Figure 8. Density plot of the burden value distribution of Biobricks as the percent reduction in growth rate. The grand means for each of our control strains are indicated with colored lines to show how they contribute to defining a translational burden threshold.
Using all the data from the scatterplot (Figure 7), we then distributed out the burden based on the frequency of that burden value within our data. This plot bolsters the assumption that most parts don't have burden. The control strains, denoted as the vertical lines, allow us to visualize the lower burden values from which we created our regression line. This regression line shows the threshold for which we can differentiate between the different types of burden, translational or other. Generally, we saw very few or no parts that had a burden greater than 40%. Because we have no evidence of parts with a burden higher than 40%, it is likely that this value signifies an “unclonable” region, in which the construct breaks before the culture can reach saturation.
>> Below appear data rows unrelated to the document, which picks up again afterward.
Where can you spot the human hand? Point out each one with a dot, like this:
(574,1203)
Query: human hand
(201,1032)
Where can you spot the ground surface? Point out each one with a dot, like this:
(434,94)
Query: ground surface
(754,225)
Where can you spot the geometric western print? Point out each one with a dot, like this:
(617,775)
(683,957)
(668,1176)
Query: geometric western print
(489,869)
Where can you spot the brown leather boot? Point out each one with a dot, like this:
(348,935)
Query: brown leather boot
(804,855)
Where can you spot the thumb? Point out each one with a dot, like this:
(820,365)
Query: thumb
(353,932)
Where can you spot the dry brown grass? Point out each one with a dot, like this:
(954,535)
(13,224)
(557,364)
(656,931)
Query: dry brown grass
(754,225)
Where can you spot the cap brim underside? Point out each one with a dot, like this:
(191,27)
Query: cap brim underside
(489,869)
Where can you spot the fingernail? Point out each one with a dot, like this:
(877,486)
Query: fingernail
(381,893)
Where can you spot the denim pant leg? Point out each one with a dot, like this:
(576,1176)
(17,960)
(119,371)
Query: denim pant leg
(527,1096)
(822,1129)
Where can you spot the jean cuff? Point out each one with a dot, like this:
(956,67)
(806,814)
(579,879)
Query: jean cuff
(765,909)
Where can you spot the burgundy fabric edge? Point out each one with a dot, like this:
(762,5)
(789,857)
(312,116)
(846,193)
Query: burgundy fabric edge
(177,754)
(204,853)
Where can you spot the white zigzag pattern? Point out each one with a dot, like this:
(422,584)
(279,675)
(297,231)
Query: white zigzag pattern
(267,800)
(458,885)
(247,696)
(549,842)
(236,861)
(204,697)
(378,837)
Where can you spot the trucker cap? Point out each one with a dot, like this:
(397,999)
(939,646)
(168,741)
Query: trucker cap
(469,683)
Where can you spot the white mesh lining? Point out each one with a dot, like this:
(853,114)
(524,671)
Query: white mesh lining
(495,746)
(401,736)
As presented above, we have introduced to iGEM a new type of measurement value, the burden value. This burden value was determined using our metabolic burden assay, which involves measuring OD600 values as well as GFP expression levels and running these values through our R script to generate growth rates and GFP expression rates. During this process, we normalized these rates in various ways.
Burden value is important because it can predict how reliable a part is and, thus, how appropriate a part is for usage in industrial scale bio-fermentation and synthetic biology labs around the world. We present the burden values quantified for 330 parts from the iGEM Registry, including the Anderson series of promoters, which we discuss on this page as well as their respective BioBrick pages.